Bien que l'Inde et le Brésil se soient opposés à ce que le sommet sud-africain devienne un "forum anti-occidental", il ressort clairement de tout ce qui y a été discuté, esquissé et convenu que la formation d'un bloc opposé à ce qui a représenté jusqu'à présent l'Occident en général et les États-Unis en particulier est en train de s'accélérer.

Malgré une morphologie politique très hétérogène et des déséquilibres économiques et financiers évidents, le bloc veut s'imposer comme le représentant de ce que l'on appelle le Sud global. La principale raison sous-jacente à cette course au club est la méfiance croissante à l'égard des États-Unis, non pas tant parce qu'ils jouent le rôle de gendarme du monde, mais parce qu'ils ne sont pas perçus comme jouant équitablement leur rôle d'arbitre des ambitions et des conflits mondiaux.

Ils trouvent la dédollarisation des transactions commerciales très attrayante, convaincus que la pire chose qui puisse arriver à un pays qui ne dispose pas d'outils de dissuasion ou d'armes suffisants et qui est pointé du doigt par Washington serait de ne pas avoir un protecteur fort, un "cousin du Zumosol" pour agir comme un tampon. A tort ou à raison, de nombreux pays aspirants considèrent que le système économique et financier actuel, dernier héritage de Bretton Woods, est susceptible d'être transformé à tout moment en arme de guerre par l'application de plus en plus fréquente de sanctions. Les conséquences de ces sanctions aboutissent rarement au renversement d'un régime dictatorial ou tyrannique, mais il est clair qu'elles constituent une lourde punition pour la population des pays qui les subissent. D'innombrables exemples viennent étayer cette thèse, de la Russie à Cuba ou au Venezuela, toujours en fonction des intérêts spécifiques de la partie qui sanctionne pour aggraver ou atténuer l'intensité de la punition.

La Chine s'est chargée de diffuser largement des données telles que celles publiées par le Center for Economic and Policy Research de Washington (CEPR), selon lesquelles les Etats-Unis ont augmenté de 933% en vingt ans les sanctions imposées à des individus, des institutions et des pays étrangers.
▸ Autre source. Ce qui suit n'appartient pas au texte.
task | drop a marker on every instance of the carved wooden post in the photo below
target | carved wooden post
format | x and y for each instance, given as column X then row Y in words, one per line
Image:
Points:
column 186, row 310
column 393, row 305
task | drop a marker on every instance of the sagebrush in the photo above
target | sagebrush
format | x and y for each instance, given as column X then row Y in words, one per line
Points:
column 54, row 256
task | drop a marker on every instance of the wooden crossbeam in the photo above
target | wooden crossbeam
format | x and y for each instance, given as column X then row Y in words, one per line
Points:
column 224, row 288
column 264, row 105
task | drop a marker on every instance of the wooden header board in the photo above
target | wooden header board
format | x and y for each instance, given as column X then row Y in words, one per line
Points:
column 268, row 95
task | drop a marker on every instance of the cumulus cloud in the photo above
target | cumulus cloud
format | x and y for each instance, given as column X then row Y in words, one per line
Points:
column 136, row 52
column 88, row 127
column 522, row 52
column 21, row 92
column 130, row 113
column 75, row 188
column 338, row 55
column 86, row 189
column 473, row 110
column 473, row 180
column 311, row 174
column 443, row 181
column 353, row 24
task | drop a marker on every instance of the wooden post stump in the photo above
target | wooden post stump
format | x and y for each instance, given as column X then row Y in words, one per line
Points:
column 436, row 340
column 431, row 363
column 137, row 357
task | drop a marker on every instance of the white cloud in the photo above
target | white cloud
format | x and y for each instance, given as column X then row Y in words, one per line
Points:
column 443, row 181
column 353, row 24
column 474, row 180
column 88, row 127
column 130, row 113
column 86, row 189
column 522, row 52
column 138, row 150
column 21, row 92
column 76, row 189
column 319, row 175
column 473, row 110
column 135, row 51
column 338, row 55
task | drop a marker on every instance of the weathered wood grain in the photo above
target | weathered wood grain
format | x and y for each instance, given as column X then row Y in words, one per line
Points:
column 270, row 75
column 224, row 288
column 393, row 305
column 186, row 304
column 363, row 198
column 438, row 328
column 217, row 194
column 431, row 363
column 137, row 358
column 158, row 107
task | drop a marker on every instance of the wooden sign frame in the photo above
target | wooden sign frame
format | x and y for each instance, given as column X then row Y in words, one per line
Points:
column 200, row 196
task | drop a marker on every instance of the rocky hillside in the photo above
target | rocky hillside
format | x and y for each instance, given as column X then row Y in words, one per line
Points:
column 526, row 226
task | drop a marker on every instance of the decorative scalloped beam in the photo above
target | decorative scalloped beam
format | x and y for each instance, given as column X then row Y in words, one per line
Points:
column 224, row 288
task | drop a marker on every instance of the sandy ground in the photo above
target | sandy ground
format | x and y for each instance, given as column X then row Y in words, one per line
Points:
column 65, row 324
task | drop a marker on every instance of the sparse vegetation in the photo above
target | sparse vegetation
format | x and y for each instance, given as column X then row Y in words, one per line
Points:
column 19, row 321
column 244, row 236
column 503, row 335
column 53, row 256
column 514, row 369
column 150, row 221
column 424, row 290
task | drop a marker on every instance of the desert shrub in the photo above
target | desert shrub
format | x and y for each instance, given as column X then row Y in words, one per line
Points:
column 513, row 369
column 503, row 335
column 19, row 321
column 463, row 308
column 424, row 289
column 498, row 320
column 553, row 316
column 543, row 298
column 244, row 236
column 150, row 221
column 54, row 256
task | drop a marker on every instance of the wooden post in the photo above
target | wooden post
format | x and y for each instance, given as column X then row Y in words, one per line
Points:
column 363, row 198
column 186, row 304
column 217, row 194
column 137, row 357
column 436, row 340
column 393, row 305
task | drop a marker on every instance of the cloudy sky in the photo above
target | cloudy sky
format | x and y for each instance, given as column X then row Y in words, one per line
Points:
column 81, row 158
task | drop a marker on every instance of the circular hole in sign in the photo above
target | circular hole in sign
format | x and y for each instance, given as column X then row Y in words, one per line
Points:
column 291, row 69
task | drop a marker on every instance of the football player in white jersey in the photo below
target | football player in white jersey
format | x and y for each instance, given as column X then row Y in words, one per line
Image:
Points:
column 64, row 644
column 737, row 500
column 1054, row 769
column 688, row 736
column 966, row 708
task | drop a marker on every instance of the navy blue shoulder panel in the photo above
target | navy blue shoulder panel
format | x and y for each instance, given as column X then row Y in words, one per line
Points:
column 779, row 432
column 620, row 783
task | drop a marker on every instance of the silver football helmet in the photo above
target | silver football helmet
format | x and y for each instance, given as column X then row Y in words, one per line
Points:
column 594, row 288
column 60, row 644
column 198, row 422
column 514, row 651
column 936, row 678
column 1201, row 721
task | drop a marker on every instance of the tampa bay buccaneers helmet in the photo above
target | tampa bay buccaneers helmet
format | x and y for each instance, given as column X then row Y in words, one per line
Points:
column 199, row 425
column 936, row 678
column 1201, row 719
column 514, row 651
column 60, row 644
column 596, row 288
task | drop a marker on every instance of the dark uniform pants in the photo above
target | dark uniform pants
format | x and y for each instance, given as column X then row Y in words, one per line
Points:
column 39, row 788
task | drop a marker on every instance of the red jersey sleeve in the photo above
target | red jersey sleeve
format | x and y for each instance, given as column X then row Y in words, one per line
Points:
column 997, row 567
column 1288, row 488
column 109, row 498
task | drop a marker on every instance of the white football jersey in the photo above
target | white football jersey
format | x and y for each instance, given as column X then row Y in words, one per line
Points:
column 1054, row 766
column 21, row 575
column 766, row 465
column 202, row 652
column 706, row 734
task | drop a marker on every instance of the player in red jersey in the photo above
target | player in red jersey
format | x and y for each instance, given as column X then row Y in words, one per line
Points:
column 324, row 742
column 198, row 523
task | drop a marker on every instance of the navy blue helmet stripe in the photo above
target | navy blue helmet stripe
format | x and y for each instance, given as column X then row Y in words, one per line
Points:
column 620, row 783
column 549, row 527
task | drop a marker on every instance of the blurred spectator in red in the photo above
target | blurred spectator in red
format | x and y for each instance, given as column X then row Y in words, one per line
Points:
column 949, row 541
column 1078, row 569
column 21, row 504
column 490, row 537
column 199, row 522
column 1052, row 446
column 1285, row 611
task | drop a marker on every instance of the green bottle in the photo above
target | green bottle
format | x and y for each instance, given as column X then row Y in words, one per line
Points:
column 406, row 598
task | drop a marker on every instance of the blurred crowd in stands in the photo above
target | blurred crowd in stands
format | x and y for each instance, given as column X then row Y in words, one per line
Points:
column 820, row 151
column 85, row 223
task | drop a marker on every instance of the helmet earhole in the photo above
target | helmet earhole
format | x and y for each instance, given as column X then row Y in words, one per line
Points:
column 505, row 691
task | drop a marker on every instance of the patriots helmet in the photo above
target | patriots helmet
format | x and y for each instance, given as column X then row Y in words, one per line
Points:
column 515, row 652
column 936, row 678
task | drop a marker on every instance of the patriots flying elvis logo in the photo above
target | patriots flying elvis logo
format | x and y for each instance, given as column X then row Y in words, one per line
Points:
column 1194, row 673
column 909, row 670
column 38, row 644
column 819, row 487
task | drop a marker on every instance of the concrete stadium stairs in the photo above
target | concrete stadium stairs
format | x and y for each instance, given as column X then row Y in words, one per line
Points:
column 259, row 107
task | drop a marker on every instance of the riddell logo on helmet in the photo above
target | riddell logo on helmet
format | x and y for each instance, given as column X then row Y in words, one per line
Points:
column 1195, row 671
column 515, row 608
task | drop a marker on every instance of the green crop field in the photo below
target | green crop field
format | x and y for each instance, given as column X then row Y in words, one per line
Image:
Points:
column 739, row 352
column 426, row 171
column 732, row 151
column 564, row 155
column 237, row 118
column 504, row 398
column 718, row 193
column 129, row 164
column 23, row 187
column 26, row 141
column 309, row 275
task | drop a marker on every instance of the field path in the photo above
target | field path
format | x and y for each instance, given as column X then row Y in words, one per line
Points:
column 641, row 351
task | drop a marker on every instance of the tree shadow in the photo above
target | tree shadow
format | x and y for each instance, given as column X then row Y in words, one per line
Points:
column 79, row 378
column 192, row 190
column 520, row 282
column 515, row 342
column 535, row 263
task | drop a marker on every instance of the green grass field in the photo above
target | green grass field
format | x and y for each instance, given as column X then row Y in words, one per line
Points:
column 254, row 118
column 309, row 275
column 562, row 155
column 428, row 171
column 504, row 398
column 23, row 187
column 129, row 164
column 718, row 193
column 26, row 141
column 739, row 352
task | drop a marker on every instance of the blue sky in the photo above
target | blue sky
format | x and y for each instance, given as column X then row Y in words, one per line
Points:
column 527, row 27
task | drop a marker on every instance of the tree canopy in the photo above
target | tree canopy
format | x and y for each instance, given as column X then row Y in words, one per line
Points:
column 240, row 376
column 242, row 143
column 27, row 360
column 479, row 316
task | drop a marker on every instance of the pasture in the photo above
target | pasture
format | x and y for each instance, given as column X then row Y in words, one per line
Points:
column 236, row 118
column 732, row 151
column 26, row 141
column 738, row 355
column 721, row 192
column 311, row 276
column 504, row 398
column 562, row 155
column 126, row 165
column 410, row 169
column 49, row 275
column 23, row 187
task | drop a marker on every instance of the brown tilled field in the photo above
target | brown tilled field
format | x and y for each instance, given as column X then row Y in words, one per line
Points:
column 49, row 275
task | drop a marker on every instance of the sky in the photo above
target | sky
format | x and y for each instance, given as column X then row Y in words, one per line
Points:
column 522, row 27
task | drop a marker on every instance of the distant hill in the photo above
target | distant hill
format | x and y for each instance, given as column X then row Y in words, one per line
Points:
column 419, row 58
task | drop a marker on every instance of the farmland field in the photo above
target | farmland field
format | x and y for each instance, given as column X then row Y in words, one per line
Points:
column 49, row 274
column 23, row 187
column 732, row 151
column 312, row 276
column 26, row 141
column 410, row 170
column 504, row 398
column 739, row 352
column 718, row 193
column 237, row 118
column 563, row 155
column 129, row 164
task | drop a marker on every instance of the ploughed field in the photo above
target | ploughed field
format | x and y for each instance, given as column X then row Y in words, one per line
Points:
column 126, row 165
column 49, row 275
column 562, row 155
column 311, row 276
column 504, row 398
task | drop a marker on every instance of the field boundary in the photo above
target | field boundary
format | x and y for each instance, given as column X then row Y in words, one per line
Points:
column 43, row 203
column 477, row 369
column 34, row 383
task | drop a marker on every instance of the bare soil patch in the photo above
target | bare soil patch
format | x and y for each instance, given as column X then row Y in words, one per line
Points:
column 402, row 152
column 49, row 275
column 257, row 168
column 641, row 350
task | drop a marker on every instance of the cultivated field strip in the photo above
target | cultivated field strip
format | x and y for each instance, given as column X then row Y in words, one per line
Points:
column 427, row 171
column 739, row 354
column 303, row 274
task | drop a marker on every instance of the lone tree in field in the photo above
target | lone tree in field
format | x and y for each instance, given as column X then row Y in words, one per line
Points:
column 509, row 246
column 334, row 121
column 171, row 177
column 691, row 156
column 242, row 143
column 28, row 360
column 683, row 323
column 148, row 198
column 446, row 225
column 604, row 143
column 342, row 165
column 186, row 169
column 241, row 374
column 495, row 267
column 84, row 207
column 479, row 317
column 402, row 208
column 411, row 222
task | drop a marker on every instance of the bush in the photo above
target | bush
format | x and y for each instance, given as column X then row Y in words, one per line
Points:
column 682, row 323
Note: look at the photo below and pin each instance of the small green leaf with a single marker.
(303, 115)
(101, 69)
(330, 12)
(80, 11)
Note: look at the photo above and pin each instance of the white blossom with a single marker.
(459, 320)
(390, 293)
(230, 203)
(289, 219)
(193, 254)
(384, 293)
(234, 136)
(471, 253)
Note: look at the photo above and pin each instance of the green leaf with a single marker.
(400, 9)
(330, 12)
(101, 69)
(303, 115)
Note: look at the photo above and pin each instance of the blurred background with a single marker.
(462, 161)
Cela se traduit, selon des analystes chinois comme Alex Lo, par le fait qu'un tiers de l'économie mondiale et un quart des pays siégeant à l'ONU ont été sanctionnés par les États-Unis d'une manière ou d'une autre. La liste compilée par l'Office of Foreign Assets Control du département d'État et du Trésor compte 2 206 pages et plus de 12 000 noms d'individus et d'entités sanctionnés par l'administration américaine.

Avec cet argument, la diplomatie chinoise, secondée en l'occurrence par les diplomaties russe et brésilienne notamment, propage l'idée que Washington préfère le faible coût d'un système de sanctions et de blocus économique à ses proverbiales "bottes sur le terrain" qu'elle a appliquées lors des invasions de l'Afghanistan et de l'Irak, d'où elle a dû partir après un coût financier énorme, qui s'est finalement avéré contre-productif.

Le G7 aura fort à faire pour démontrer par des contre-arguments la justesse de son modèle de relations. Pour commencer, les 9 et 10 septembre à New Delhi, ils devront s'affronter lors du sommet du G20, surnommé par le chef de la diplomatie indienne Subrahmanyam Jaishankar "le sommet de la voix du Sud".

Pour l'heure, si le G7 représente 43,5 % du PIB mondial, celui des BRICS 11 à partir de janvier 2024 sera de 34 %, ces derniers ayant une supériorité écrasante en termes de capital humain. Au vu de tout cela, il semble également très clair qu'il n'y a plus de place dans ce monde pour les neutres ou les indépendants, même pour cet euphémisme de la guerre froide que sont les pays dits "non alignés".